Au Pakistan, la jurisprudence relative aux infractions passibles de la peine capitale dépend du pouvoir et de la richesse. Les gens protestent contre cela sur Internet.
« Malheureusement, le Pakistan est un royaume de paradis pour les riches et les puissants et un enfer pour les pauvres », peut-on lire sur la plateforme X. « Le système judiciaire pakistanais est comme une toile d’araignée. Les faibles s’y coincent, les forts l’ouvrent », peut-on lire sur Facebook. Les réseaux sociaux pakistanais sont en effervescence suite à un tragique accident de fuite.
Le 19 août, Natasha D. a renversé un père et sa fille, qui circulaient à moto, avec leur SUV dans la métropole de Karachi à des vitesses extrêmement élevées. Imran Arif, 60 ans, et sa fille Amna Arif, 22 ans, ont été écrasés par la voiture de D et sont morts sur le coup.
Le conducteur avait déjà percuté deux autres voitures et blessé quatre personnes. Elle était maintenant détenue alors qu’elle tentait à nouveau de s’échapper. La police a été appelée. Au Pakistan, les accidents de la route font chaque année des milliers de morts. La particularité de cet accident est que le conducteur appartient à une famille très riche et influente. Cela alimente les craintes que la femme puisse échapper à la punition.
Les internautes – les « résidents d’Internet » – suivent de très près cet accident et le procès car ils craignent que la conductrice échappe aux poursuites en raison de son argent et de son pouvoir. La police a promis transparence et justice et a formé une équipe d’enquêteurs spéciaux car il s’agit d’une affaire très « médiatisée ».
50 000 euros de « prix du sang » pour deux morts
Après de premières investigations et évaluations des caméras de surveillance, il a été constaté que la voiture de D roulait à une vitesse estimée à 100 km/h, alors que la limite de vitesse n’était que de 30. La vitesse était probablement une des principales causes de l’accident mortel. En conséquence, D. devrait s’attendre à une peine de prison de huit à dix ans. Mais son avocat a expliqué que sa famille avait offert aux familles des défunts et des blessés une diya (prix du sang) d’une valeur de 21 000 euros pour chaque personne tuée.
La diya est une forme de compensation financière par laquelle, en vertu de la loi islamique et pakistanaise, un accusé peut racheter sa sortie en versant de l’argent aux proches d’une personne qu’il a tué ou blessé. Mais les survivants ne doivent pas être soumis à des pressions ni même forcés d’accepter la diya. En 2011, le diplomate américain et agent présumé de la CIA, Raymond Davis, l’a également utilisé pour éviter des accusations de meurtre après avoir tiré sur deux Pakistanais.
Accident sous l’influence de drogues
Un autre cas très médiatisé est celui d’un jeune homme qui a tué son ami lors d’une dispute.
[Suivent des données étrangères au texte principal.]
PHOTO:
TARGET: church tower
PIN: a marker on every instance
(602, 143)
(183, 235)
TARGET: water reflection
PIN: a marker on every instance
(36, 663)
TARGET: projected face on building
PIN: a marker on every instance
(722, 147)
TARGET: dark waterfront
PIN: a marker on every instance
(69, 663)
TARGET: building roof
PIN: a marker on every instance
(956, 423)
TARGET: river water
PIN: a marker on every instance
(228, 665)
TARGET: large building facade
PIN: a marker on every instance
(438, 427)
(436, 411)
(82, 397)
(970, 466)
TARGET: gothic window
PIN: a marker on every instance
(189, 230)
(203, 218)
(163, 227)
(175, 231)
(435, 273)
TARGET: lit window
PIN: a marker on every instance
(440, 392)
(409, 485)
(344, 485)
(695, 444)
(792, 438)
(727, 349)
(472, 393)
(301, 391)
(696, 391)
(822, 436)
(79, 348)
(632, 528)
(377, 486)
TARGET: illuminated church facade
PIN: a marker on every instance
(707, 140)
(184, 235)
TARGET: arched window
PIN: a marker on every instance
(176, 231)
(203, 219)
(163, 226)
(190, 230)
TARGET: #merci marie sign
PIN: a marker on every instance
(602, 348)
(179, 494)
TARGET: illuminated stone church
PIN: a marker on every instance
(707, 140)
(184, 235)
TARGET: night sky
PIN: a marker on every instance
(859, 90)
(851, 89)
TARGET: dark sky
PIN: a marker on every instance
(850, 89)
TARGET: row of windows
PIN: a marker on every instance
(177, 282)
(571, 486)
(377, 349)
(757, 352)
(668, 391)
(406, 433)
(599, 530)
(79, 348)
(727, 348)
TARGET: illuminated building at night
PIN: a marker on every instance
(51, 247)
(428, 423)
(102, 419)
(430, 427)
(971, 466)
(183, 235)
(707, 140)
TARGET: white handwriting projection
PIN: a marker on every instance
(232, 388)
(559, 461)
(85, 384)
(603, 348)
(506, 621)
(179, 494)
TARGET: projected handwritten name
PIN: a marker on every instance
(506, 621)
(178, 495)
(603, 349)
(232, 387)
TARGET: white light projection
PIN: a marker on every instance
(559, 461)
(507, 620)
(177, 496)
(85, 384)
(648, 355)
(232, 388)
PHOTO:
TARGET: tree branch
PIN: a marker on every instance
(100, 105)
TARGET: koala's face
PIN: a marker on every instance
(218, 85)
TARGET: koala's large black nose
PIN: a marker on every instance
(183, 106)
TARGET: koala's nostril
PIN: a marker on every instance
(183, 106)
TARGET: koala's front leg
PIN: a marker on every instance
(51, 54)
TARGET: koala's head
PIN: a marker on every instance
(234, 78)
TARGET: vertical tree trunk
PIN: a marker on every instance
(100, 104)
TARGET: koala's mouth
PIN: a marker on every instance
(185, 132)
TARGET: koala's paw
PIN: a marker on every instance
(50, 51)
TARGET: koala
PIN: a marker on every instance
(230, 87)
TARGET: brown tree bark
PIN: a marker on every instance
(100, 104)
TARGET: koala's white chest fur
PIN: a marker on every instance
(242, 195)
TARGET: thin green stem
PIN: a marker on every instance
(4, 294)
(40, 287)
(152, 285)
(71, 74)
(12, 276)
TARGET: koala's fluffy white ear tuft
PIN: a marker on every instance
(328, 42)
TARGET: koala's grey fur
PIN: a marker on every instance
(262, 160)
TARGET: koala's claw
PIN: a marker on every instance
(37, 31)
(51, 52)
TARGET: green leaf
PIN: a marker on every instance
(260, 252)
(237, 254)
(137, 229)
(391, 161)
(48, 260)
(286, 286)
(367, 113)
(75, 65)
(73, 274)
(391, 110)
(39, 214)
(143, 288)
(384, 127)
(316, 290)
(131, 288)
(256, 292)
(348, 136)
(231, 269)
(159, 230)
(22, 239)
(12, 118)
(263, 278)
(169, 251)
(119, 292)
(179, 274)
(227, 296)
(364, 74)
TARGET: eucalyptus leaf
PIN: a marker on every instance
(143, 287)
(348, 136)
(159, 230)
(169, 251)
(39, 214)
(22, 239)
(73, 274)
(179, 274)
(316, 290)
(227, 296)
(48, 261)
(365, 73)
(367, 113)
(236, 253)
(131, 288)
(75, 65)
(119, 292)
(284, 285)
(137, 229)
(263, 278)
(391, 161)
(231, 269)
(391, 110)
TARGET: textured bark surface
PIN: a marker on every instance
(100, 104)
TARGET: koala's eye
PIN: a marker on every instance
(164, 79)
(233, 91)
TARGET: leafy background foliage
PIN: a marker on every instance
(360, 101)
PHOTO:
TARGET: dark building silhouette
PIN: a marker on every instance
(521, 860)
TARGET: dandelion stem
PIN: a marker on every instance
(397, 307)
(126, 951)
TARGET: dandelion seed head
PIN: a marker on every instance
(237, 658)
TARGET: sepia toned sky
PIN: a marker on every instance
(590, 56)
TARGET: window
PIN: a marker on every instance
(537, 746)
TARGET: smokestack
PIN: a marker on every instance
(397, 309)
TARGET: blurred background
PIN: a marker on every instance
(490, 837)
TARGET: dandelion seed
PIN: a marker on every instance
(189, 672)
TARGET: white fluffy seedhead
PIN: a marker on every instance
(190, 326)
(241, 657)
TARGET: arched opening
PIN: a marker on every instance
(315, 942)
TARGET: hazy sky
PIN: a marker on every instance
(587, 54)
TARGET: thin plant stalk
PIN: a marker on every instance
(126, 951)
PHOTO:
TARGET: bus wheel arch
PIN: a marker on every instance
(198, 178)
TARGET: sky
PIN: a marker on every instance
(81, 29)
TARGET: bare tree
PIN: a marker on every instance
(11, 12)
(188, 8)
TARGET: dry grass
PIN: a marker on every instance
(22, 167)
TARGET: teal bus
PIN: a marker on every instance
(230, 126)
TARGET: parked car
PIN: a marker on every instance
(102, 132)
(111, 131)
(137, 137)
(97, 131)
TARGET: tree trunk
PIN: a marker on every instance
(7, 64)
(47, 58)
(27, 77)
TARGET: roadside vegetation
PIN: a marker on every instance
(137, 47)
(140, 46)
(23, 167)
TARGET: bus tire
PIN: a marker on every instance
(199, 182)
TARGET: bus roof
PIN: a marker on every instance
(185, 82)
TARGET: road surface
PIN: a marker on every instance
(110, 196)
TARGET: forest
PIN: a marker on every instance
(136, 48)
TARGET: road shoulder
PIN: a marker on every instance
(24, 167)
La riche famille de l’agresseur aurait fait pression sur la famille de la victime pour qu’elle abandonne les accusations de meurtre en échange d’argent. L’agresseur vivrait aujourd’hui luxueusement à l’étranger. Il existe de nombreux autres exemples. Souvent, même la police et la justice font pression sur les gens pour qu’ils acceptent l’argent de la diya.
Dans le cas actuel de D., les internautes et les témoins de l’accident soupçonnent qu’elle était apparemment sous l’influence de drogues. Une vidéo circule sur les réseaux sociaux dans laquelle D. montre un comportement qui éveille ce soupçon. Elle y dit avec un sourire : « Tu ne connais pas mon père. »
D’autres ont déclaré à la police que D. souffrait de problèmes psychologiques et qu’il était donc soigné à l’hôpital. Son comportement inhabituel était également dû au choc et au traumatisme de l’accident. La police a déclaré qu’elle faisait analyser un échantillon de sang. Cependant, le premier examen psychologique effectué en garde à vue n’a révélé aucune maladie psychologique persistante.
On ne sait toujours pas si, dans le cas de D, la police et la justice peuvent freiner la « culture d’élite » croissante du Pakistan et aider les victimes à obtenir justice, ou si les puissants et les riches peuvent simplement acheter leur sortie.